One end of the platform is Thailand. The other, Malaysia. A rectangular room separates the two.
In the room, you briefly join a conga line of tourists to snake out of one country and into the other. In between is a lobby-sized hinterland complete with a duty-free kiosk.
Upstairs are curries, ringgits, and stickers professing Islam faith. Gone are sculptures of Buddha and portraits of kings; in their place are prayer rooms and headscarves.
It’s always amazing crossing a border by train, especially after an overnight crossing, and especially one as comfortable (if initially clinical-looking) as last night’s –
You sit and read a little under the measured dimness of the reading light, tucked under a starched blanket, in a small-but-cosy bunk (or bear cave, as Bethan called it).
Then, you’re lulled to sleep by the train’s gentle motion.
At random points in the night, you’re woken by various horrific clonks that sound just like train crashes but are actually just carriages being coupled and decoupled at interim stations.

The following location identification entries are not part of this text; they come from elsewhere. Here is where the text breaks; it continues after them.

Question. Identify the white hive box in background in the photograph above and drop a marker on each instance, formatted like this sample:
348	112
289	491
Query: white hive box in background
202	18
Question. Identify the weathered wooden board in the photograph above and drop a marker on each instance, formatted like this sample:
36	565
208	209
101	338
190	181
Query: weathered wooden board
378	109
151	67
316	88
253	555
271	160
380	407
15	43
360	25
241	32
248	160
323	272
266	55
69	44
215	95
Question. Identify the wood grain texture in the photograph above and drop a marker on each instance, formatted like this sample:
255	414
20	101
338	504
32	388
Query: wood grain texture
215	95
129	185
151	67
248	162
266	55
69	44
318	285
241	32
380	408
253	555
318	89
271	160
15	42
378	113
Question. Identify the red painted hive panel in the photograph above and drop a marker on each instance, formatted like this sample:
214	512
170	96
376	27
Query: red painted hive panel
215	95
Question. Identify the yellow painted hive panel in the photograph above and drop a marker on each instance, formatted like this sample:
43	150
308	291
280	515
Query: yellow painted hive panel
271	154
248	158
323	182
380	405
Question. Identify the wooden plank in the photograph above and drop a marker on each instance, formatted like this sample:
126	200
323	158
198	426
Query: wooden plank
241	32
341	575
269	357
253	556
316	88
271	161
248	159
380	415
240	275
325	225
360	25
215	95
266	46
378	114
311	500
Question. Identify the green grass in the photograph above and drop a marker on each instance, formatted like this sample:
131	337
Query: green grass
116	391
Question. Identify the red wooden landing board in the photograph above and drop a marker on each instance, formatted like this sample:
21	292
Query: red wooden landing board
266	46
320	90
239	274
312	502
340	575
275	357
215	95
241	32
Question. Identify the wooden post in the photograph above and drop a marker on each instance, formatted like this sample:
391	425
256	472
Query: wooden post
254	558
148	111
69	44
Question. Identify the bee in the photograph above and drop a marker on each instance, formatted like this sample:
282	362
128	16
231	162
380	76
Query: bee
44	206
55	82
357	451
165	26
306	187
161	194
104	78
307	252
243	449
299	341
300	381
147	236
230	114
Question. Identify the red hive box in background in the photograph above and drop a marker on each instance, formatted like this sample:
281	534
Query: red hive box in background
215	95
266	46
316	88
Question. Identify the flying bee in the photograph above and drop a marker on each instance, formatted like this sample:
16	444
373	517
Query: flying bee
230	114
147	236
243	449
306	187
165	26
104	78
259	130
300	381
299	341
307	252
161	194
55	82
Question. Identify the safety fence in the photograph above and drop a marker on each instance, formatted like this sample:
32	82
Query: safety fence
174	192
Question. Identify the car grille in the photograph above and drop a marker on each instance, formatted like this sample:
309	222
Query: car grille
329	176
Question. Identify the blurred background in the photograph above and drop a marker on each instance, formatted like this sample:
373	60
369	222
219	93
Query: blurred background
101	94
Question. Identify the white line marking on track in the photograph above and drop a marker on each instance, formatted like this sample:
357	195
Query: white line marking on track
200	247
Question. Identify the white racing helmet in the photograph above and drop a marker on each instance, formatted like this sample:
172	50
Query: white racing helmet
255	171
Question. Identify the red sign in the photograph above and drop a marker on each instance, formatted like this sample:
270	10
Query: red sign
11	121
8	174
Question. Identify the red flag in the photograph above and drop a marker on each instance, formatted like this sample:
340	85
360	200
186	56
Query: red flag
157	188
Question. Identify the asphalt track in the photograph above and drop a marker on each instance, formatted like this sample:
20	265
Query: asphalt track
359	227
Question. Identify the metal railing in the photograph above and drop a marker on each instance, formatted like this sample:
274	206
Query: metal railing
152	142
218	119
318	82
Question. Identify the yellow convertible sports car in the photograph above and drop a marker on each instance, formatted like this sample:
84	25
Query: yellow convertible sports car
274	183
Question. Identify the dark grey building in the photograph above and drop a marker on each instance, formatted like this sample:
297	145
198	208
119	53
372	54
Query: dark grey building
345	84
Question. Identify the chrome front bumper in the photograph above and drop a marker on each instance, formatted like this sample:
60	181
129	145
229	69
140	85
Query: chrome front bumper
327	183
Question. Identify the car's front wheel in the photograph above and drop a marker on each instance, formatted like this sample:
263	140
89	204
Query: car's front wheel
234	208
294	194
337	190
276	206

Then, you’re lulled back to sleep again.
The change between departure and destination is more tangible this close to the ground. Instead of sterile airports stripping the cultural residue from you and providing over-expensive lounges to neutralise in, the change unfolds around you. Suburbs and miscellaneous rural views give snapshots of life in both countries and hint at how each merges into the other.
And so it is that after eleven hours on trains (with five more to go, and an hours’ delay so far) you feel refreshed and enlivened, rather than ground down.
The endless supply of 40p coffee helps, too.